À l’inverse, l’anticipation d’un gain stimule le nucleus accumbens, le centre de la récompense. Il libère de la dopamine (Preuschoff et al.).et alimente l’euphorie collective, comme lors de la flambée des cryptomonnaies en 2021
Sous stress, le cortex préfrontal, garant de la réflexion, voit son influence diminuer, laissant l’émotion prendre le dessus (Knutson & Bossaerts). Le cortex cingulaire antérieur, lui, nous pousse à suivre la foule, alimentant les bulles spéculatives.

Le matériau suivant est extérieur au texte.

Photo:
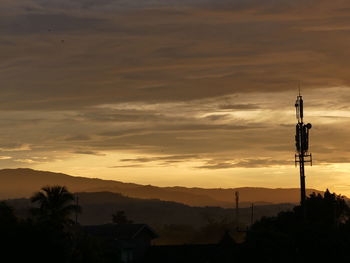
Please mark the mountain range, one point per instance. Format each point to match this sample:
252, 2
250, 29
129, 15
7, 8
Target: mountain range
22, 183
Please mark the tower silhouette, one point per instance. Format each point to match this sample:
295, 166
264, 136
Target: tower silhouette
302, 154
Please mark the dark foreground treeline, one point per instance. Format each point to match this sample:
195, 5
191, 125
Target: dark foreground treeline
323, 236
50, 235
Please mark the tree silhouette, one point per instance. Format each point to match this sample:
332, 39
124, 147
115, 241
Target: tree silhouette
55, 204
322, 236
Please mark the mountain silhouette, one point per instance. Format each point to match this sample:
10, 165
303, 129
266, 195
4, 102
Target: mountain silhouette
22, 183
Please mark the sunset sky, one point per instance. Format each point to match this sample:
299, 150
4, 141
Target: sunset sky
181, 92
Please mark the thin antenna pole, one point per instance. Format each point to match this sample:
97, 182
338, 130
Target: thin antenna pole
76, 212
302, 147
237, 207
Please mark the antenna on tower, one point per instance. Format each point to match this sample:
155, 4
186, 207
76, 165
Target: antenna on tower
302, 154
237, 207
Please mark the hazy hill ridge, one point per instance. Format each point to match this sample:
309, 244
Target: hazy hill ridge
21, 183
98, 209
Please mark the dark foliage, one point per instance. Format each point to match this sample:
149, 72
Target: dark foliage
323, 234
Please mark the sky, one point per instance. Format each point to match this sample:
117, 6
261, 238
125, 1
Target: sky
174, 92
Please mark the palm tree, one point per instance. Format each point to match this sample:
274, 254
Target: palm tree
55, 205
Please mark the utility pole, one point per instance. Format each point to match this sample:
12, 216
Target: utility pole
302, 154
237, 208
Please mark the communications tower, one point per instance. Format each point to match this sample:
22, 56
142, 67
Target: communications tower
302, 154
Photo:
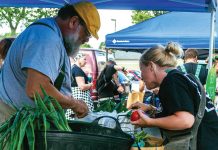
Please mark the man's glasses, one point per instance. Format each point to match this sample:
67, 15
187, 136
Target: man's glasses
88, 34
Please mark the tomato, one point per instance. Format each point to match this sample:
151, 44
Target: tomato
134, 116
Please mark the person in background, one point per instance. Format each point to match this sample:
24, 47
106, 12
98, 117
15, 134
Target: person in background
40, 55
80, 85
125, 83
108, 85
179, 97
4, 47
191, 65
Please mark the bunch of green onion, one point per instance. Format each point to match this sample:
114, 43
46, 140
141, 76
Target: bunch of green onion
47, 115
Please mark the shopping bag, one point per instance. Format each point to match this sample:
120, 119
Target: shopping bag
211, 83
134, 97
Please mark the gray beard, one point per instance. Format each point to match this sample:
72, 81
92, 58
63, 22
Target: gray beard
71, 48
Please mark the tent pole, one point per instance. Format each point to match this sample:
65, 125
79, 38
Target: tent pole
212, 31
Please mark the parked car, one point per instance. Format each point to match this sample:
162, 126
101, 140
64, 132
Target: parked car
96, 61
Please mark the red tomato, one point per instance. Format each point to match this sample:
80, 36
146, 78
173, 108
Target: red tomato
134, 116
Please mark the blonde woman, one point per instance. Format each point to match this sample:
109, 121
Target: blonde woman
180, 96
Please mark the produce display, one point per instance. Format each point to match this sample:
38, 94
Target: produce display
134, 116
47, 115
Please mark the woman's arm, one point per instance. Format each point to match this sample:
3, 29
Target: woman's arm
179, 121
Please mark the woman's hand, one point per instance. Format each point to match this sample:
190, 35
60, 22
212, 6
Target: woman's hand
143, 121
141, 106
120, 89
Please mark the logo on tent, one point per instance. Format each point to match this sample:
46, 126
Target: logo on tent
120, 41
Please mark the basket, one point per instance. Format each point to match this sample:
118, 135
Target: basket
85, 136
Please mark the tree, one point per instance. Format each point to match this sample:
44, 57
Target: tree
141, 15
86, 45
102, 45
22, 17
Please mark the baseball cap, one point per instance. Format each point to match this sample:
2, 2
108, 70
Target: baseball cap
89, 14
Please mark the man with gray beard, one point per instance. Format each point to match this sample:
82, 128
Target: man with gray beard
40, 57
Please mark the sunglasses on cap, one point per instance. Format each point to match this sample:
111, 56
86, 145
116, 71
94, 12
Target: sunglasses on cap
88, 34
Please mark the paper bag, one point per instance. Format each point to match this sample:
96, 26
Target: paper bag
134, 97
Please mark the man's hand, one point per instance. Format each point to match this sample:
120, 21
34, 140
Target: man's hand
120, 89
80, 108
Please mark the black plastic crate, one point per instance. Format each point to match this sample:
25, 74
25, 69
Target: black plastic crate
85, 136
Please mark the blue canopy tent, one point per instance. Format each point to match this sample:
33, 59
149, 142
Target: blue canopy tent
190, 29
169, 5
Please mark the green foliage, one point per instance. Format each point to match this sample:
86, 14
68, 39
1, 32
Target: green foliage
102, 45
22, 17
86, 45
141, 15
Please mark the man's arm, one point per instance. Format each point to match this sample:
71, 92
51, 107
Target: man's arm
35, 79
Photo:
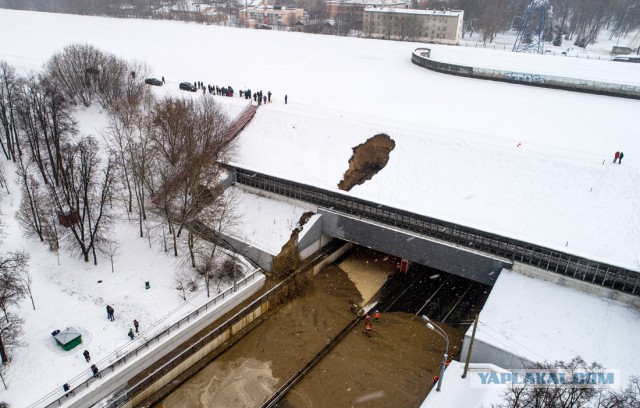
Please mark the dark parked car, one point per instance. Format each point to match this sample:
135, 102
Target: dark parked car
188, 86
153, 81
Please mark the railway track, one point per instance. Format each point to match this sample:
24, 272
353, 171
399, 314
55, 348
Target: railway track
438, 306
577, 267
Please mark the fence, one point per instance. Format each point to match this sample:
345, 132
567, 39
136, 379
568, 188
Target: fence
587, 270
143, 348
422, 57
248, 314
555, 53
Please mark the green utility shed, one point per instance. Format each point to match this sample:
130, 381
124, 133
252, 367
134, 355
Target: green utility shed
68, 338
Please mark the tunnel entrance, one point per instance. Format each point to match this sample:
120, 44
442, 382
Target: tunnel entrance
392, 367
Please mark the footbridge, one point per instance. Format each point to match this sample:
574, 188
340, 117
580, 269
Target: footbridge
450, 247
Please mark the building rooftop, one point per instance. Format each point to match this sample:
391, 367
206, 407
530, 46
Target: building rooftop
448, 13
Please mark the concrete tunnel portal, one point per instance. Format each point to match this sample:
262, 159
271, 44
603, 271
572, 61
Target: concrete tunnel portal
446, 257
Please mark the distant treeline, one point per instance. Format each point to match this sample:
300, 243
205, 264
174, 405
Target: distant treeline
578, 20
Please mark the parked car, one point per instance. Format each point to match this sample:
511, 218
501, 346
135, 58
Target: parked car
627, 58
188, 86
153, 81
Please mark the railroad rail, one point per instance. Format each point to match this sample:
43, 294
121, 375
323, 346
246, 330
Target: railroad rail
282, 391
588, 270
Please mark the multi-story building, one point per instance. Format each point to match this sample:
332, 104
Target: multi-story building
437, 26
277, 16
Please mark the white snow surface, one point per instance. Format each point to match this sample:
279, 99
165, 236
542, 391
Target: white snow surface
543, 321
456, 391
528, 163
263, 223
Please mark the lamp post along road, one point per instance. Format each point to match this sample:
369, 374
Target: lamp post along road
431, 325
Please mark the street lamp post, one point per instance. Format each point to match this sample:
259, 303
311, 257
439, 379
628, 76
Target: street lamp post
431, 325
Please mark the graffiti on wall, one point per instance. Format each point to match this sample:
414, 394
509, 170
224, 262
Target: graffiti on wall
521, 77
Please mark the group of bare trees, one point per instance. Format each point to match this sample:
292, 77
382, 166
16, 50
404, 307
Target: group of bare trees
168, 149
15, 285
579, 20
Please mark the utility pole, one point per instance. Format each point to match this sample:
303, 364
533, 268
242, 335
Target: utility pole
473, 335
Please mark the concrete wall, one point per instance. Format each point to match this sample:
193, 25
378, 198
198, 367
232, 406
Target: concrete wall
436, 254
422, 57
108, 386
485, 353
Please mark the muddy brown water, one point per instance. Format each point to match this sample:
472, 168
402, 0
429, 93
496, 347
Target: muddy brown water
392, 368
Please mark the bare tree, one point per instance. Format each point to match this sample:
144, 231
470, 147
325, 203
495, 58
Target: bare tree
47, 126
10, 334
185, 280
83, 195
554, 395
12, 266
188, 139
25, 279
32, 215
9, 89
215, 220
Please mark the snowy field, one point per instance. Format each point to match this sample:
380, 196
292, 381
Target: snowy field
528, 163
559, 323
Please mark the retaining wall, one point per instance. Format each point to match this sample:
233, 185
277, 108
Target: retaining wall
422, 57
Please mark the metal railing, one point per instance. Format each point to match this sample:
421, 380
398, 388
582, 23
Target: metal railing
188, 351
577, 267
121, 361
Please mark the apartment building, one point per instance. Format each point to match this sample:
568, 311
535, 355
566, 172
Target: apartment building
277, 16
435, 26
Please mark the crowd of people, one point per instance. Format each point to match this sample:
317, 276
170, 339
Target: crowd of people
257, 97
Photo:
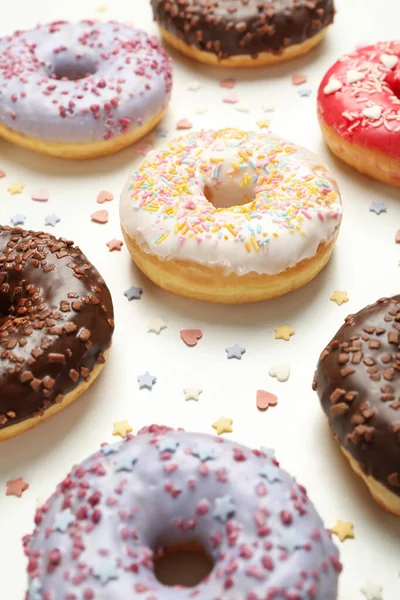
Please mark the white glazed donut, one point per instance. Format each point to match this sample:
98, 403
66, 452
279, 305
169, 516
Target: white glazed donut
230, 216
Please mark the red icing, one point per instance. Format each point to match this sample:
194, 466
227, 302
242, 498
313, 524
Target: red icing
380, 87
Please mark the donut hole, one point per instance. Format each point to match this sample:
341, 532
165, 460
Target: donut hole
184, 565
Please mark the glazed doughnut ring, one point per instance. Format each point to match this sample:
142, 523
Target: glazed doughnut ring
243, 33
96, 537
359, 110
229, 216
56, 323
81, 90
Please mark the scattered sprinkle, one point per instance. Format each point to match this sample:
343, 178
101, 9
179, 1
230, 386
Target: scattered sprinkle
121, 428
223, 425
133, 293
16, 487
191, 336
343, 530
281, 371
235, 351
283, 333
100, 216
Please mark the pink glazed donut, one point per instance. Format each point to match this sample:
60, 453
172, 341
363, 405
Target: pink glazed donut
81, 90
359, 110
96, 537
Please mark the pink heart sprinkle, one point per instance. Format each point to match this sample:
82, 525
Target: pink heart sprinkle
227, 83
184, 124
100, 216
230, 97
40, 195
104, 196
265, 400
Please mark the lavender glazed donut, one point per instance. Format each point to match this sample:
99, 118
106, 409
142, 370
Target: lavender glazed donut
95, 538
81, 90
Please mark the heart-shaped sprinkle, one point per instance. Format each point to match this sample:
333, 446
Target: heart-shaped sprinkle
388, 60
100, 216
353, 76
40, 196
104, 196
191, 336
373, 112
265, 400
334, 85
280, 371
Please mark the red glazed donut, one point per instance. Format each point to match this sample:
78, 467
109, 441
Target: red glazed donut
359, 110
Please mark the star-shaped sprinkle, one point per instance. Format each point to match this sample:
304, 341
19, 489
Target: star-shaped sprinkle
192, 393
235, 351
372, 591
105, 570
133, 293
156, 325
63, 520
125, 462
339, 297
121, 428
377, 207
52, 220
167, 444
343, 530
204, 453
224, 508
146, 381
284, 333
16, 188
16, 487
114, 245
17, 219
223, 425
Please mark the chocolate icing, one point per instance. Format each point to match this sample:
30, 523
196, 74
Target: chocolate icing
232, 27
357, 380
56, 321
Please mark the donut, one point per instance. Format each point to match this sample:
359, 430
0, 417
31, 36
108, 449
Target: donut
358, 385
98, 536
81, 90
243, 33
56, 323
230, 216
359, 110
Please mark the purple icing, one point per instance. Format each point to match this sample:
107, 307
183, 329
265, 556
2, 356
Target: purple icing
95, 537
81, 82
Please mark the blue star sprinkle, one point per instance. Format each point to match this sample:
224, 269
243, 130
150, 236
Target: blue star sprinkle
204, 453
377, 207
146, 381
224, 508
133, 293
235, 351
63, 520
52, 220
105, 570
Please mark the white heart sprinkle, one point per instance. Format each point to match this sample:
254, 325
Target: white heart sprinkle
373, 112
388, 60
332, 86
353, 76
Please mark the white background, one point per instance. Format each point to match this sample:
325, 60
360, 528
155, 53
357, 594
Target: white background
365, 264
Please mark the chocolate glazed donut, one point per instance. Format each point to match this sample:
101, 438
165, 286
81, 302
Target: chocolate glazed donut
358, 383
228, 28
56, 323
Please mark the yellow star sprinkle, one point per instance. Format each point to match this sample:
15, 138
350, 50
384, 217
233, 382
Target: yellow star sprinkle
16, 188
121, 428
339, 297
343, 530
284, 333
223, 425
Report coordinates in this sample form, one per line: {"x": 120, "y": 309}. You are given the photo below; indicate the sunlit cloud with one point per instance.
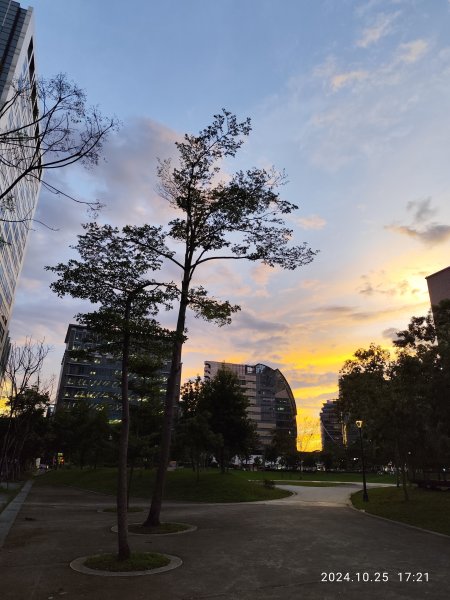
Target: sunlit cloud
{"x": 412, "y": 51}
{"x": 380, "y": 29}
{"x": 431, "y": 233}
{"x": 312, "y": 222}
{"x": 342, "y": 79}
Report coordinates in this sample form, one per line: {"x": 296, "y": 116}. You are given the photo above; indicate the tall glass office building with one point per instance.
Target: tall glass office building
{"x": 17, "y": 63}
{"x": 271, "y": 402}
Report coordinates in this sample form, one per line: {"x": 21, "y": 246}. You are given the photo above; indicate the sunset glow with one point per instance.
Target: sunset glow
{"x": 358, "y": 117}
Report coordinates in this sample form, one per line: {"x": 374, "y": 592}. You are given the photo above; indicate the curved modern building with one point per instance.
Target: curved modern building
{"x": 272, "y": 404}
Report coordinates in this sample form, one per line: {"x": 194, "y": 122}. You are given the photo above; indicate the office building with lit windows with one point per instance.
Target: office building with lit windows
{"x": 93, "y": 376}
{"x": 271, "y": 402}
{"x": 17, "y": 63}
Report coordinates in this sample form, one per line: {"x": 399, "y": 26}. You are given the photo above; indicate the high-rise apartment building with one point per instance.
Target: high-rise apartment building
{"x": 93, "y": 376}
{"x": 271, "y": 402}
{"x": 439, "y": 286}
{"x": 336, "y": 431}
{"x": 17, "y": 64}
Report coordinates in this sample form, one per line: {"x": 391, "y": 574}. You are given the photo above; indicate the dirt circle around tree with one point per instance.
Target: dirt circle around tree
{"x": 163, "y": 529}
{"x": 78, "y": 565}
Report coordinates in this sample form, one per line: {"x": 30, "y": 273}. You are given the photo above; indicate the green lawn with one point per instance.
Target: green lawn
{"x": 7, "y": 494}
{"x": 181, "y": 485}
{"x": 426, "y": 508}
{"x": 317, "y": 476}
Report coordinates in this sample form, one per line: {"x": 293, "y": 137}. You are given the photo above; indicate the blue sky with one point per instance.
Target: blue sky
{"x": 350, "y": 98}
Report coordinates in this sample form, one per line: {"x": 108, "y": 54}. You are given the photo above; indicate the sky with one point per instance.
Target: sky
{"x": 349, "y": 97}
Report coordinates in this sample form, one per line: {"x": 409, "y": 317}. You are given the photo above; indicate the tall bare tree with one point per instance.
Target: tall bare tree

L’aversion à la perte en est une illustration frappante : perdre 100 euros est ressenti comme deux fois plus douloureux que d’en gagner 100. Ce biais émotionnel influence lourdement nos choix financiers.
Les pièges invisibles qui faussent nos décisions
Ces mécanismes nourrissent des biais bien connus. L’excès de confiance pousse de nombreux investisseurs à surestimer leurs capacités, réduisant leurs performances globales L’effet de troupeau explique pourquoi tant d’investisseurs se laissent entraîner par le mouvement, sans toujours mesurer les risques. Quant à l’aversion à la perte, elle nous pousse parfois à conserver des actifs défaillants ou à vendre dans la précipitation.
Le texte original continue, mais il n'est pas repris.